NU Online News Service, April 12, 3:00 p.m. EDT

Recent court decisions appear to shield agents from a duty to provide advice about sufficiency of coverage, limiting their legal responsibility to obtaining coverage requested by a consumer, according to this week’s NU cover story.

The story is “Courts Shield Agents, Brokers From Added Duties To Procure Coverage,” and is written by Peter Biging, who is a partner at Lewis Brisbois Bisgaard & Smith LLP and vice chair of the firm’s nationwide Professional Liability Group.

Biging writes of the recent court decisions’ take that agents or brokers have no special duty to advise customers about what coverages they should purchase. “The rationale that guides this general principle is that the agent or broker should not be placed in the position of being the guarantor of the sufficiency of the customer’s coverages. While insureds are making efforts to get courts to read the basic duty of care more expansively, recent decisions indicate courts are not taking the bait.”

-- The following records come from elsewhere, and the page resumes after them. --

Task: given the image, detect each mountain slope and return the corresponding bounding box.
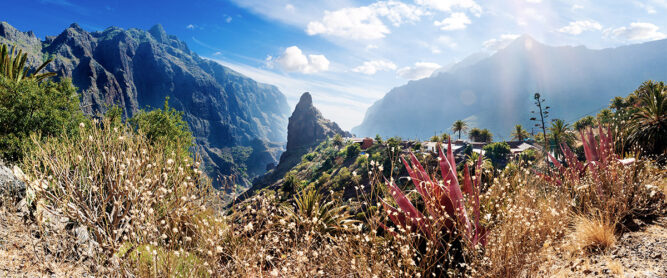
[245,92,352,194]
[0,22,289,185]
[352,36,667,139]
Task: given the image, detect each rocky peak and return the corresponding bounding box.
[281,92,350,152]
[249,92,352,192]
[148,24,169,43]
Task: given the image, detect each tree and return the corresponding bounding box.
[452,120,468,139]
[609,97,628,111]
[573,116,595,130]
[478,128,493,143]
[597,109,614,125]
[628,81,667,155]
[549,119,573,160]
[0,75,88,162]
[346,144,361,159]
[128,97,194,159]
[375,133,382,144]
[483,142,511,165]
[512,125,530,141]
[333,134,343,148]
[0,44,56,82]
[530,93,551,151]
[468,128,482,142]
[440,133,451,142]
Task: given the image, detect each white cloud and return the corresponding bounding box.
[606,22,667,41]
[306,1,424,40]
[266,46,329,74]
[570,4,584,11]
[352,60,396,75]
[558,20,602,35]
[435,36,458,48]
[433,13,472,31]
[396,62,440,80]
[482,34,519,51]
[415,0,482,17]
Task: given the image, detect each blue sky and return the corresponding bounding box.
[0,0,667,129]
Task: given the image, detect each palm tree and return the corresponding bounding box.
[574,116,595,130]
[512,125,530,141]
[628,82,667,155]
[452,120,468,139]
[549,119,573,160]
[479,128,493,143]
[468,128,482,142]
[597,109,614,125]
[0,44,56,82]
[466,152,493,174]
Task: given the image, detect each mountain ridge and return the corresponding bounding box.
[0,22,289,186]
[352,35,667,139]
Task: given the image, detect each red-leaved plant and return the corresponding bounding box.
[381,142,486,247]
[537,126,634,189]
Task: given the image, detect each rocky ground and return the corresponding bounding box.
[543,216,667,278]
[0,205,87,277]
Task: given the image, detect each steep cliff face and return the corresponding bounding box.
[0,22,289,185]
[352,36,667,139]
[245,92,352,192]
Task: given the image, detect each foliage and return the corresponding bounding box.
[512,125,530,141]
[23,116,220,276]
[530,93,551,150]
[483,142,511,163]
[573,116,595,131]
[0,44,56,82]
[549,119,574,160]
[345,144,361,159]
[382,143,486,264]
[0,76,86,162]
[128,97,194,159]
[597,109,614,125]
[628,81,667,155]
[333,134,343,148]
[468,128,493,143]
[452,120,468,139]
[283,187,354,234]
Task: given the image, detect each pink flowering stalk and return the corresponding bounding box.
[382,142,486,246]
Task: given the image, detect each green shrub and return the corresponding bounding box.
[483,142,511,164]
[0,76,87,162]
[345,144,361,159]
[128,97,194,159]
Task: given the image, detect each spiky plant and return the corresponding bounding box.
[283,187,355,234]
[628,82,667,155]
[0,44,56,82]
[381,142,486,260]
[452,120,468,139]
[512,125,530,141]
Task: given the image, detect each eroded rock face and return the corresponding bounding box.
[280,92,351,163]
[246,92,352,195]
[0,22,289,189]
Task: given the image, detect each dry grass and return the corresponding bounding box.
[6,122,665,277]
[571,215,616,253]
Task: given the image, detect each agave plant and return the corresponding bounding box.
[381,141,486,247]
[284,187,356,234]
[538,126,634,185]
[0,44,56,82]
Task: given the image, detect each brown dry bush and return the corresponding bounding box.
[24,120,224,276]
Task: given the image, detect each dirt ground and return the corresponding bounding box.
[543,216,667,278]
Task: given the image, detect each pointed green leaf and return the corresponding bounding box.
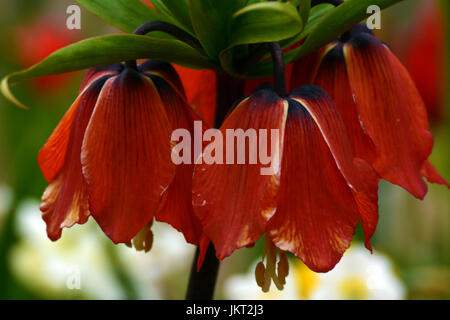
[161,0,194,34]
[76,0,169,33]
[228,2,303,47]
[296,0,403,58]
[280,3,334,48]
[189,0,247,60]
[0,34,215,107]
[220,2,303,74]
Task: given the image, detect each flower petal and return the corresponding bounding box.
[291,86,379,254]
[344,33,433,198]
[153,77,203,244]
[422,160,450,189]
[192,90,287,259]
[81,69,175,243]
[139,60,185,97]
[38,69,115,183]
[39,78,106,241]
[80,63,123,92]
[175,66,216,127]
[267,100,359,272]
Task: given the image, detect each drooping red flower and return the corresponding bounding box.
[193,86,378,273]
[292,24,448,199]
[38,62,201,243]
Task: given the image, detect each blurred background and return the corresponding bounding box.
[0,0,450,299]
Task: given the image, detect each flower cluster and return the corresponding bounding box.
[38,24,449,290]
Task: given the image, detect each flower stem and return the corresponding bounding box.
[186,72,245,300]
[133,21,203,52]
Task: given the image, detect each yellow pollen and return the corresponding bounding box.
[255,236,289,292]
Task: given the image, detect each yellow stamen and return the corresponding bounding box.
[255,236,289,292]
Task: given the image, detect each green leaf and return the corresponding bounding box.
[0,34,216,108]
[298,0,311,24]
[76,0,170,33]
[160,0,194,34]
[220,2,303,74]
[245,0,403,78]
[228,2,303,47]
[296,0,403,58]
[189,0,247,60]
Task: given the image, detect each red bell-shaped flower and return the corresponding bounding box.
[38,62,201,243]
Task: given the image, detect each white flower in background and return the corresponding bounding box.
[9,200,195,299]
[9,200,123,299]
[311,245,406,300]
[225,244,406,300]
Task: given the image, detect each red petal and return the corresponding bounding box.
[81,69,175,243]
[290,47,331,90]
[267,96,359,272]
[197,236,211,272]
[422,160,450,189]
[245,63,294,95]
[404,1,445,121]
[192,90,287,259]
[314,43,376,163]
[344,34,433,198]
[154,79,202,244]
[175,66,216,127]
[39,80,104,241]
[291,86,379,254]
[38,92,79,183]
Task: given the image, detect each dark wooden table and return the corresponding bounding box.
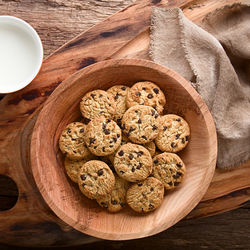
[0,0,250,249]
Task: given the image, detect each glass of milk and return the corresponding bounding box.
[0,16,43,94]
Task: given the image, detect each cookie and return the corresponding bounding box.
[96,175,129,213]
[122,105,159,144]
[108,134,129,163]
[64,154,95,183]
[78,160,115,199]
[59,122,90,160]
[114,143,152,182]
[153,152,186,189]
[107,85,129,124]
[143,141,156,157]
[155,114,190,153]
[126,81,166,114]
[84,117,122,156]
[80,89,115,120]
[126,177,164,213]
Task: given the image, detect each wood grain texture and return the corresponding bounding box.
[0,0,250,246]
[31,59,217,240]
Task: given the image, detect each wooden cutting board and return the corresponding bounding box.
[0,0,250,246]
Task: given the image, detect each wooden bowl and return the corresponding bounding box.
[31,59,217,240]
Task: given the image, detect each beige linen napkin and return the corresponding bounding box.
[150,4,250,169]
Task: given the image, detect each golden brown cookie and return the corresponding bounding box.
[155,114,190,153]
[64,154,95,183]
[153,152,186,189]
[80,89,115,120]
[96,175,129,213]
[127,177,164,213]
[78,160,115,199]
[84,117,122,156]
[122,105,159,144]
[107,85,129,125]
[59,122,90,160]
[126,81,166,114]
[114,143,152,182]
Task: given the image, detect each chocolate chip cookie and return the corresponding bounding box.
[78,160,115,199]
[126,177,164,213]
[64,154,95,183]
[96,175,129,213]
[126,81,166,114]
[155,114,190,153]
[107,85,129,125]
[114,143,152,182]
[122,105,159,144]
[59,122,90,160]
[153,152,186,189]
[84,117,122,156]
[80,89,115,120]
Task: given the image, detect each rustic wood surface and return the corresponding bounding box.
[0,0,250,249]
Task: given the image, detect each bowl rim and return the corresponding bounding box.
[30,59,217,240]
[0,15,44,94]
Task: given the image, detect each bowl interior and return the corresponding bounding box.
[31,59,217,240]
[0,16,43,93]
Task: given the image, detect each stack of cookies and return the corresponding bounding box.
[59,81,190,213]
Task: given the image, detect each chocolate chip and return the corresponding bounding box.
[152,125,158,130]
[137,151,143,157]
[89,138,95,145]
[101,201,108,208]
[149,203,155,210]
[154,159,159,164]
[176,163,182,168]
[104,129,110,135]
[97,169,103,176]
[118,150,124,156]
[148,94,153,99]
[153,88,159,94]
[128,154,134,160]
[80,174,87,181]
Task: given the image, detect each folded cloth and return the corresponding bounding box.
[150,4,250,169]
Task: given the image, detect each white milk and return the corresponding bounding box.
[0,17,41,93]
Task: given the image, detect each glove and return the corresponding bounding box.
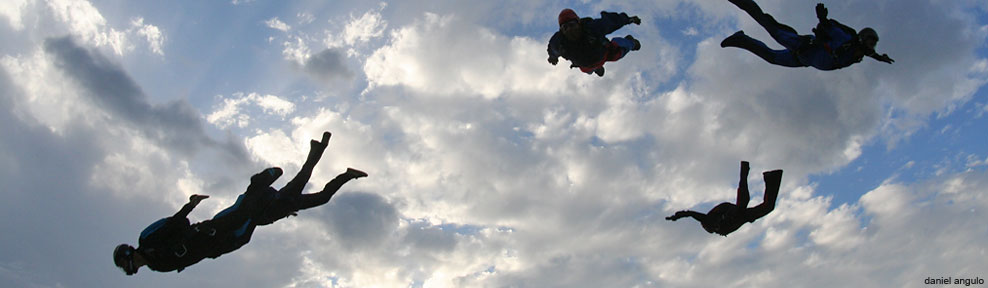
[878,54,895,64]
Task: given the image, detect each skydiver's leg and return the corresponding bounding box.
[736,161,751,209]
[295,168,367,210]
[730,0,808,51]
[595,11,641,35]
[279,132,332,196]
[720,31,806,67]
[745,170,782,222]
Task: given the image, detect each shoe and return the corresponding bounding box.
[720,31,748,48]
[624,35,642,51]
[343,168,367,179]
[631,16,642,25]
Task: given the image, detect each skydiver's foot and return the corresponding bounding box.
[727,0,762,13]
[762,169,782,181]
[720,31,748,48]
[631,16,642,25]
[343,168,367,179]
[624,35,642,51]
[666,211,686,221]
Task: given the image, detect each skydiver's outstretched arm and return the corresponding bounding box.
[545,32,564,66]
[172,194,209,218]
[666,210,707,223]
[868,52,895,64]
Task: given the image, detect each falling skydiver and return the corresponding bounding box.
[546,9,642,77]
[113,132,367,275]
[666,161,782,236]
[720,0,895,70]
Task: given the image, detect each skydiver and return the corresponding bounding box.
[546,8,642,77]
[113,132,367,275]
[666,161,782,237]
[720,0,895,70]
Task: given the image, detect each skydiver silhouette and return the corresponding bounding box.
[113,132,367,275]
[720,0,895,70]
[546,8,642,77]
[666,161,782,236]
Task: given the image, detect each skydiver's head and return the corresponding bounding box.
[700,219,720,233]
[559,8,582,40]
[858,27,878,51]
[113,244,141,275]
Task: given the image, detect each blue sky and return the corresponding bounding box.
[0,0,988,287]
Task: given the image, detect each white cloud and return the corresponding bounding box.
[206,92,295,129]
[364,13,576,99]
[0,0,34,31]
[47,0,133,55]
[0,1,988,287]
[131,18,165,55]
[264,17,292,32]
[295,12,316,25]
[281,37,310,65]
[343,2,388,45]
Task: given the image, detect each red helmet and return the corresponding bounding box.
[559,8,580,26]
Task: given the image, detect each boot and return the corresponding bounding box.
[624,35,642,51]
[720,31,748,49]
[305,131,333,163]
[762,169,782,202]
[343,168,367,179]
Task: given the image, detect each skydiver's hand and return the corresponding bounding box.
[878,54,895,64]
[189,194,209,205]
[816,3,827,22]
[666,210,686,221]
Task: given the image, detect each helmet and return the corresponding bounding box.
[559,8,580,26]
[858,27,878,49]
[113,244,137,275]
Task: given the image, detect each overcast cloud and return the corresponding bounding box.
[0,0,988,287]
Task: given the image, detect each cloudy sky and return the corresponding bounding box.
[0,0,988,287]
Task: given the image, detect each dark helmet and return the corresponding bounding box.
[858,27,878,49]
[113,244,137,275]
[559,8,580,26]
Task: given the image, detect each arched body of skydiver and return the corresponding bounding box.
[546,9,642,77]
[720,0,895,70]
[113,132,367,275]
[666,161,782,236]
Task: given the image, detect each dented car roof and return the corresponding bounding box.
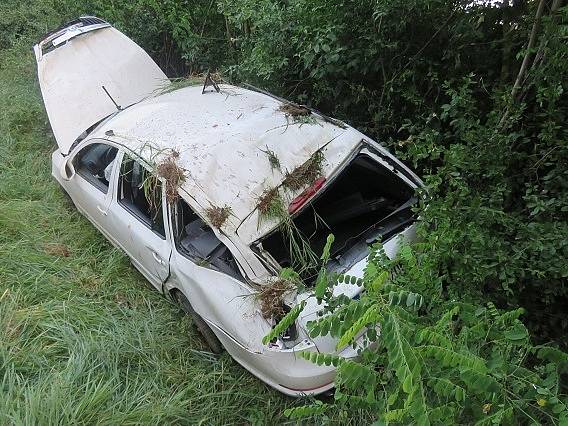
[90,85,363,244]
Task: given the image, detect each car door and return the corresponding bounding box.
[34,16,169,155]
[108,152,171,291]
[62,139,118,240]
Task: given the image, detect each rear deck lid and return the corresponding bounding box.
[34,17,169,154]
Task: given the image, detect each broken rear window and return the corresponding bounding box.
[255,154,414,282]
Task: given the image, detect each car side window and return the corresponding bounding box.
[73,143,118,194]
[172,198,244,281]
[117,154,166,239]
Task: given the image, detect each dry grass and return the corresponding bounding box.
[156,151,185,204]
[256,279,296,319]
[256,187,282,217]
[282,150,324,191]
[205,206,231,229]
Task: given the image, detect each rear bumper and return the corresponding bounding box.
[208,323,368,397]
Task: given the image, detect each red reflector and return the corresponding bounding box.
[288,177,325,214]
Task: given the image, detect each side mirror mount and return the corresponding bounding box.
[59,159,75,180]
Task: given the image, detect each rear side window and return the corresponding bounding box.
[117,154,166,239]
[73,143,118,194]
[172,198,244,281]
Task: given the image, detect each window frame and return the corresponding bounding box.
[113,150,169,241]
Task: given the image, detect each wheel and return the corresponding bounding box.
[174,290,223,354]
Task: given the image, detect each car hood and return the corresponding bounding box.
[34,17,169,155]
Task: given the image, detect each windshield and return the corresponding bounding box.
[255,153,414,282]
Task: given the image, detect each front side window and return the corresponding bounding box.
[117,154,166,239]
[73,143,118,194]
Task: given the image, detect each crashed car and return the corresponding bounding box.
[34,17,422,396]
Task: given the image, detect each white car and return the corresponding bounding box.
[34,17,422,396]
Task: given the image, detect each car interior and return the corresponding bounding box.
[73,143,118,194]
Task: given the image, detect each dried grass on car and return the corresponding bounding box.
[255,278,296,319]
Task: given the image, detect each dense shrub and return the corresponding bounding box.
[286,244,568,425]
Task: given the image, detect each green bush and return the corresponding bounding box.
[285,245,568,425]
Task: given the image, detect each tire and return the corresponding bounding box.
[174,290,223,354]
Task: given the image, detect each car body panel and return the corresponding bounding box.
[34,19,169,154]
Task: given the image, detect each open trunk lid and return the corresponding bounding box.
[34,17,169,154]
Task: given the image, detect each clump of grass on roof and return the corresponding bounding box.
[282,150,324,192]
[257,187,318,273]
[278,102,312,118]
[205,205,231,229]
[278,102,317,128]
[156,150,185,204]
[256,187,288,220]
[255,278,296,319]
[261,147,281,171]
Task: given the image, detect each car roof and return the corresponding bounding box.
[91,84,363,244]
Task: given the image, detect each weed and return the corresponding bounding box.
[156,150,185,204]
[256,187,287,220]
[43,243,70,257]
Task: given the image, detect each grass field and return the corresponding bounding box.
[0,7,350,425]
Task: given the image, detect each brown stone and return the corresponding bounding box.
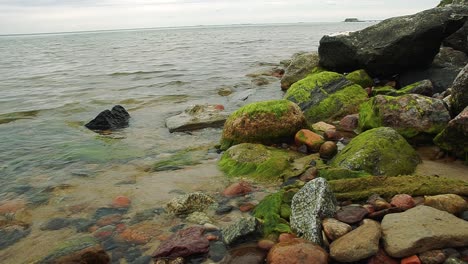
[294,129,323,152]
[390,194,416,210]
[223,181,253,197]
[267,238,328,264]
[153,226,210,259]
[335,205,368,224]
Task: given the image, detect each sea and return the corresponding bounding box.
[0,22,374,263]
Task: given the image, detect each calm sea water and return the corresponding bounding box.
[0,23,370,263]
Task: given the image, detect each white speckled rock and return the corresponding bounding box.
[290,178,336,245]
[167,192,215,215]
[382,205,468,258]
[330,219,382,262]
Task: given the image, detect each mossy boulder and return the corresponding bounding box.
[253,190,291,237]
[345,70,374,88]
[329,175,468,201]
[434,106,468,160]
[330,127,421,176]
[218,143,312,182]
[284,71,367,124]
[221,100,305,150]
[281,52,319,90]
[359,94,450,138]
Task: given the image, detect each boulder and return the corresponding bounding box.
[359,94,450,138]
[281,52,319,90]
[330,175,468,201]
[443,21,468,54]
[85,105,130,130]
[450,64,468,115]
[221,217,257,245]
[221,100,305,150]
[319,6,468,77]
[218,143,313,182]
[330,127,421,176]
[322,218,353,241]
[284,71,367,123]
[152,226,210,259]
[166,105,228,133]
[398,47,468,93]
[330,219,381,262]
[267,238,328,264]
[434,106,468,159]
[290,178,337,245]
[167,192,215,216]
[382,205,468,258]
[424,194,468,214]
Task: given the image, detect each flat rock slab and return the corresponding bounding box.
[382,206,468,258]
[166,105,228,133]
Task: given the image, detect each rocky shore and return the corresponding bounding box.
[0,0,468,264]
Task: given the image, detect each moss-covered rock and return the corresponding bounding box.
[329,175,468,201]
[218,143,310,182]
[330,127,421,176]
[359,94,450,138]
[434,106,468,160]
[253,190,291,237]
[284,71,367,123]
[221,100,305,150]
[345,70,374,88]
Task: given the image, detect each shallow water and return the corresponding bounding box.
[9,23,466,263]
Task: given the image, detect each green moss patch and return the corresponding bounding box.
[329,175,468,201]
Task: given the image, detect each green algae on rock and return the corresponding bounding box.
[330,127,421,176]
[345,70,374,88]
[329,175,468,201]
[284,71,367,123]
[359,94,450,138]
[253,190,291,237]
[221,100,305,150]
[218,143,306,182]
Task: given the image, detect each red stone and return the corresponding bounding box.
[400,255,421,264]
[223,181,253,197]
[390,194,416,210]
[112,196,132,208]
[294,129,323,152]
[267,238,328,264]
[153,226,210,259]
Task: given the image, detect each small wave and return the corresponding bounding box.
[109,71,165,76]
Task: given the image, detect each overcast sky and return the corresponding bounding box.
[0,0,440,34]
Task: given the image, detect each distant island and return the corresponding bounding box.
[345,17,364,22]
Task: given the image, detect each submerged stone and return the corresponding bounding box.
[330,127,421,176]
[290,178,337,245]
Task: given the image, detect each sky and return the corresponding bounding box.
[0,0,440,34]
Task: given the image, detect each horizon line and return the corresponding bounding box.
[0,19,383,37]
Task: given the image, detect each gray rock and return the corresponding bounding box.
[450,64,468,115]
[281,52,319,90]
[167,192,215,215]
[290,178,337,245]
[359,94,450,138]
[382,205,468,258]
[330,219,381,262]
[319,6,468,77]
[221,217,257,245]
[398,47,468,93]
[166,105,228,133]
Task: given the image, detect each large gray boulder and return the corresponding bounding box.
[290,178,337,245]
[281,52,319,90]
[450,64,468,115]
[319,5,468,77]
[382,206,468,258]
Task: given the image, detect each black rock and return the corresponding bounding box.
[85,105,130,130]
[319,5,468,77]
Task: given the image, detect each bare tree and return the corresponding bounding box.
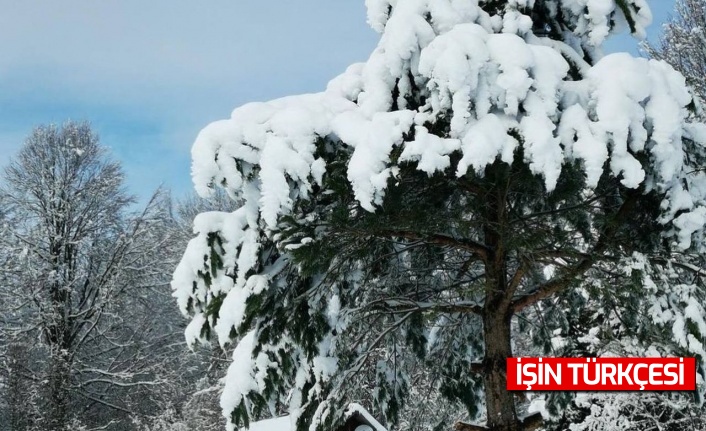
[0,122,183,430]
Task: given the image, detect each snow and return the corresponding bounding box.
[172,0,706,425]
[242,416,288,431]
[346,403,387,431]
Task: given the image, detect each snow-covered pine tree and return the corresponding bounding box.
[645,0,706,113]
[172,0,706,431]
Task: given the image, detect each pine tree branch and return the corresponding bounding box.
[511,190,641,312]
[372,230,489,261]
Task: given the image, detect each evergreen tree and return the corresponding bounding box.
[645,0,706,113]
[172,0,706,431]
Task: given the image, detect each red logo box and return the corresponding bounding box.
[506,358,696,392]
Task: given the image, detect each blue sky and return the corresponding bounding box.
[0,0,674,200]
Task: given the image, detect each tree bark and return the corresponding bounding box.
[46,349,71,431]
[483,309,523,431]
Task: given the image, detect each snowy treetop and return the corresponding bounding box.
[192,0,703,247]
[172,0,706,429]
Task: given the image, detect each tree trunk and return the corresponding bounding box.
[46,349,71,431]
[483,307,522,431]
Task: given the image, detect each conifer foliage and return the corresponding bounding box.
[172,0,706,431]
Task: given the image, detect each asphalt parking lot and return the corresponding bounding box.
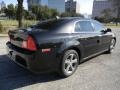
[0,28,120,90]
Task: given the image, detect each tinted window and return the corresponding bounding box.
[75,21,94,32]
[32,19,68,30]
[92,21,104,32]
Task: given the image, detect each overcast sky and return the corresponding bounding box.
[0,0,93,14]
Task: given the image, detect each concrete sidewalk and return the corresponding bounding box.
[0,34,8,37]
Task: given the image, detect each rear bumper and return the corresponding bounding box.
[6,42,59,73]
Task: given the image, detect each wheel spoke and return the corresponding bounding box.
[70,64,75,71]
[72,59,77,64]
[66,65,70,72]
[65,59,70,64]
[70,54,74,60]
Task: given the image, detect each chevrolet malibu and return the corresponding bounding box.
[7,17,116,77]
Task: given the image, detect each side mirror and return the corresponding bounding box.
[106,28,112,32]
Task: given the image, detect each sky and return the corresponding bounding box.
[0,0,93,14]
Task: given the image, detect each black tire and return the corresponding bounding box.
[107,38,116,54]
[59,50,79,77]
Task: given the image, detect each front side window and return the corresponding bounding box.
[75,21,94,32]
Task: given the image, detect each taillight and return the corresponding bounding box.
[22,36,37,51]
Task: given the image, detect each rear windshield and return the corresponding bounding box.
[32,19,68,30]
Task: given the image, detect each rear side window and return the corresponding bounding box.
[32,19,69,30]
[92,20,105,32]
[75,21,94,32]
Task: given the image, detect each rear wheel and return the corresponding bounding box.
[107,39,116,53]
[60,50,79,77]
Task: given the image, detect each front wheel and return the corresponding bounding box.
[60,50,79,77]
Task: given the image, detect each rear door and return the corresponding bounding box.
[75,20,100,58]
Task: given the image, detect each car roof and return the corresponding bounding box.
[58,17,91,21]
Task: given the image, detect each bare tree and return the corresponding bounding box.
[17,0,23,27]
[110,0,120,25]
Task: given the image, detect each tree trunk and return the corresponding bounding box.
[17,0,23,28]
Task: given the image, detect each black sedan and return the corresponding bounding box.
[7,17,116,77]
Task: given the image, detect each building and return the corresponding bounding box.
[48,0,65,13]
[92,0,116,18]
[0,1,6,10]
[27,0,41,10]
[28,0,65,13]
[65,0,80,13]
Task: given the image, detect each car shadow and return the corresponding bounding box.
[0,55,61,90]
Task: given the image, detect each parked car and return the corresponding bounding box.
[7,17,116,77]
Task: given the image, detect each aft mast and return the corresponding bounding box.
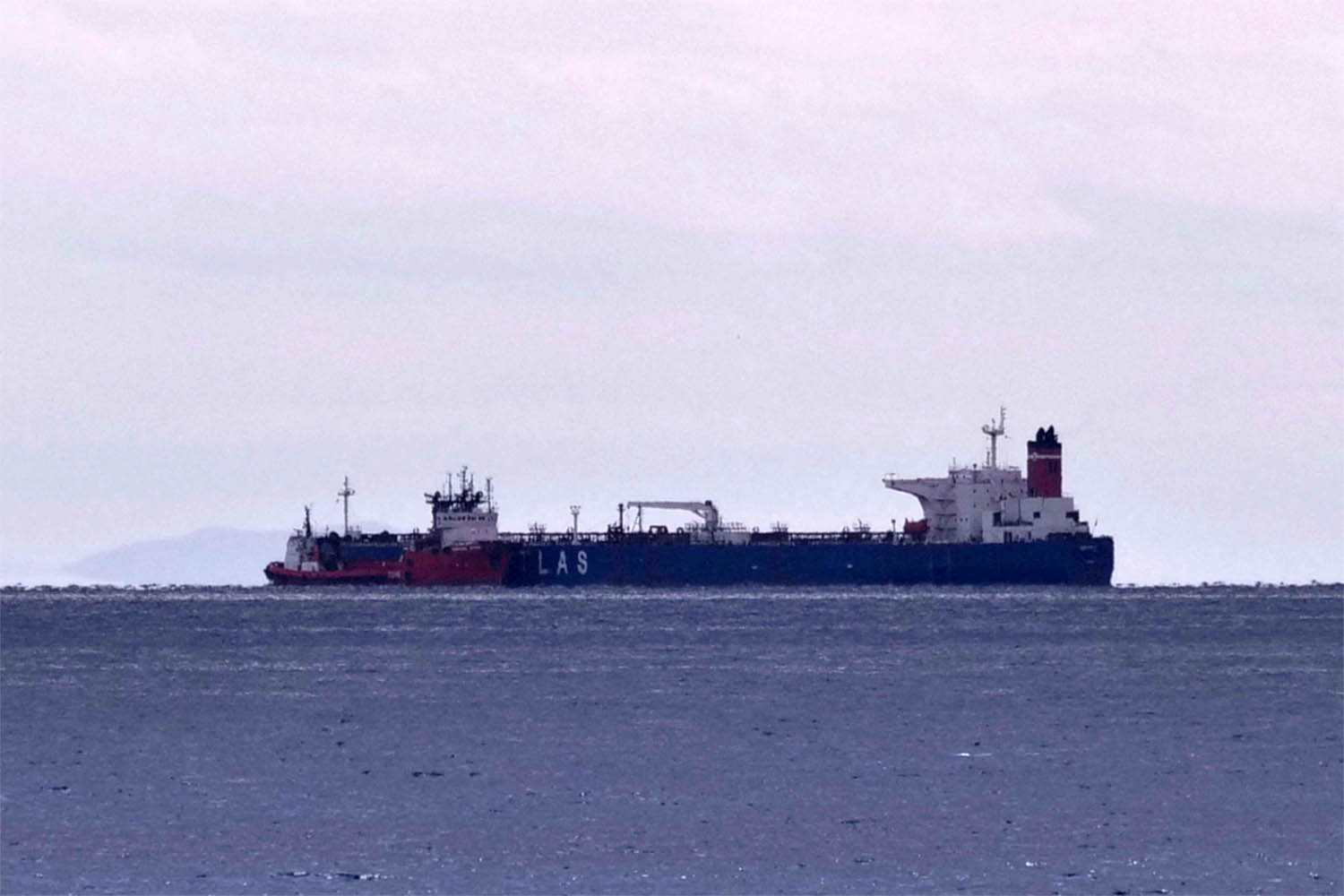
[980,404,1008,470]
[336,476,355,538]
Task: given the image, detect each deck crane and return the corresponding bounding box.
[623,501,719,532]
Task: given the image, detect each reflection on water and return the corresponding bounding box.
[0,587,1344,893]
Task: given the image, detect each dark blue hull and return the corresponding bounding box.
[505,538,1115,586]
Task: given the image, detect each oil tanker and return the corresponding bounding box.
[266,411,1115,586]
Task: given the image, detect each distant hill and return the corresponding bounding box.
[66,528,289,584]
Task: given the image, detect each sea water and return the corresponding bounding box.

As one example, Biging cites Isidore Newman School v. J. Everett Eaves Inc. In that case, Biging writes, a broker had a 16-year relationship with a school in Louisiana, and each year the broker met with the school’s business managers to discuss coverages, provide a written insurance proposal and renew the policy.

“As part of the property coverage, since 1999, the school had paid for business income and extra-expense coverage,” according to Biging. “Following Hurricane Katrina, the school suffered major damage to its physical structure, causing the school to be closed for more than two months. As a result, the school suffered a loss of tuition revenue/income of more than $3 million.”

The school sued the broker for “failing to appropriately advise it with regard to the BI & EE, alleging that the broker ‘had a duty to inform [the school] of the different coverage options that were available…and to explain the costs and potential benefits of those coverages,’” Biging writes.

A trial court ruled for the school, and an appellate court affirmed, but the Louisiana Supreme Court reversed upon review.

In a July 2010 ruling, Biging writes, the court concluded that an agent has only a duty of “reasonable diligence” to advise the client, but this duty does not expand to include the obligation to advise whether the client has procured the correct amount or type of insurance coverage.

Biging cites other recent cases, including Dairy America Inc. v. New York Marine and General Ins. Co., where Dairy America approached its broker about obtaining insurance that would protect its product shipments whether they were in transit or in storage.

Biging writes, “In correspondence with the broker regarding the possibility of obtaining this coverage, Dairy America’s comptroller noted: ‘My initial thought is to consider coverage for all products regardless of whether it transfers title at the plant, at the border, over the rail, or at a destination.’”

The policy incepted on August 11, 2005, and a loss occurred on August 29, where 59 loads of milk powder were destroyed by Hurricane Katrina. The insurer determined that 23 loads had been shipped before the policy inception date and refused to indemnify for those loads.

Dairy America brought suit against the broker for the uncovered portion, alleging “negligent misrepresentation,” “professional negligence” and “breach of contract.”

The court determined that a broker’s general duty of reasonable care does not include an “obligation to procure a policy affording the client complete liability protection.”

Biging explains, “Although Dairy America’s comptroller apparently subjectively intended that the policy cover loads in transit both at the time of policy inception and thereafter, the court noted there was no evidence introduced that Dairy America had specifically requested or been promised such coverage.”